Background
Doctors often find themselves in the rut of using the same CPT codes on every patient, every visit. This looks like a rut because it could appear that no clinical decision making is applied, and everyone gets the same thing. Sometimes, that’s simply how it is. A straight chiropractor using only chiropractic manipulative treatment (CMT) codes would have his treatment look the same all the time. However, the large majority of medical necessity issues that exist in our profession are from the head down, plowing through, do the same four codes on everyone system that statistics reveal upon audits.
This problem is evidenced by recent reports from no less than the Office of Inspector General (OIG) of the Dept. of Health and Human Services. In a recent internal audit of statistical records of 75 doctors, four major coding issues bubbled to the top.
The following data was gathered:
1. Monthly statistics of total office visits, total new patients, total services rendered, and total collections.
2. Reimbursement data gathered for each code billed with allowable amounts recorded from each carrier the office deals with.
3. Numbers of codes billed per month, per CPT code
Issue 1: Number of missed billing/coding events
The number of new patients (NP) recorded in active statistics was compared to the total number Evaluation and Management codes billed, using 9920X codes added to 9924X codes in the same period. The numbers should match. However, 24 percent of the offices had numbers that did not match, where the statistical number of NP exceeded the number of NP codes billed. Two reasons this could occur are if NP are counted in some unusual way, and a coded NP is different from a physical NP. However, more often the problem is the lack of billing NP exam codes. This is not only a compliance problem, but potentially a legal issue, so be sure you bill every NP correctly.
Issue 2: Established patient evaluation and management codes are under billed
The total number of NP evaluation and management codes (9920X plus 9924X) should typically be half the number of established patient EM codes. Logic dictates that if a patient receives a re-evaluation every four weeks as is usually required by third party payers, and even if the patient is discharged before another four weeks, they would have a minimum of two established patient EM codes to every one NP EM code. This doesn’t take into account the number of returning patients whose initial visit warrants an established patient EM code. Unbelievably, the doctors surveyed had the recommended number only 19 percent of the time.

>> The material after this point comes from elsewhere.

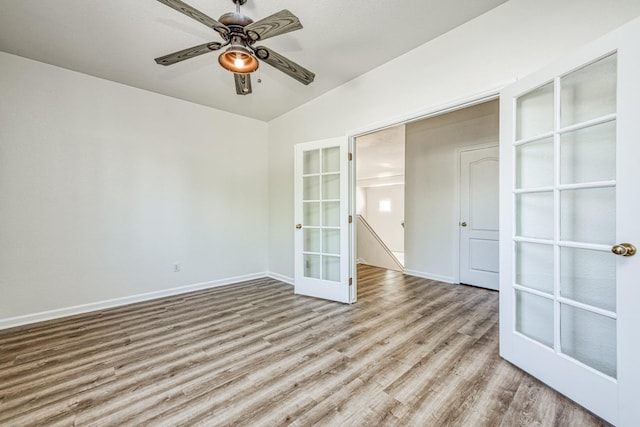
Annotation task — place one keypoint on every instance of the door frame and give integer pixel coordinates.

The main reason reported was that they get too busy to do the re-evaluations, which leaves us with documentation concerns. Many major carriers require a DC to show progress within two to four weeks of starting care, and without these re-evaluations, the data can’t be gathered. Or they are doing the evaluations, and NOT billing for it, which is a different kind of compliance concern, due to the Federal inducement rules.
It’s not only a documentation concern. We established the projected number of established patient EM codes that we’d typically see, which was twice the number of NP EM codes. We then calculated the total number of actual established patient EM codes billed in the period, and subtracted that from the total projected number. We were left with the number of EM codes left on the table. Then we multiplied that number by average reimbursement for that EM code to see how much revenue was lost. This number was a staggering average of $8,957 per doctor, per year. An example of the formula is as follows:
Total NP EM codes billed in a year: X=1000
Total expected number of established patient EM codes: 2X=2000
Total number of established patient EM codes reported by Dr. Y = 1200
The difference between the expected number of established patient EM codes and actual: 2000 – 1200 =800
Average reimbursement calculated from all carriers for CPT code 99213, the most common established pt. EM code used = 34.50
Estimated amount of lost revenue = 800 X 34.50 = $27,600
We are not suggesting that every patient requires 99213, but for illustration purposes, these codes should be reviewed in each office on a regular basis. It’s clearly both a documentation and a revenue related issue.
Simple reviews of coding data can reveal a myriad of problems and help to create solutions. Every practice is encouraged to follow the recommendations of the OIG to complete internal audits on a regular basis.
This research was provided by KMC University.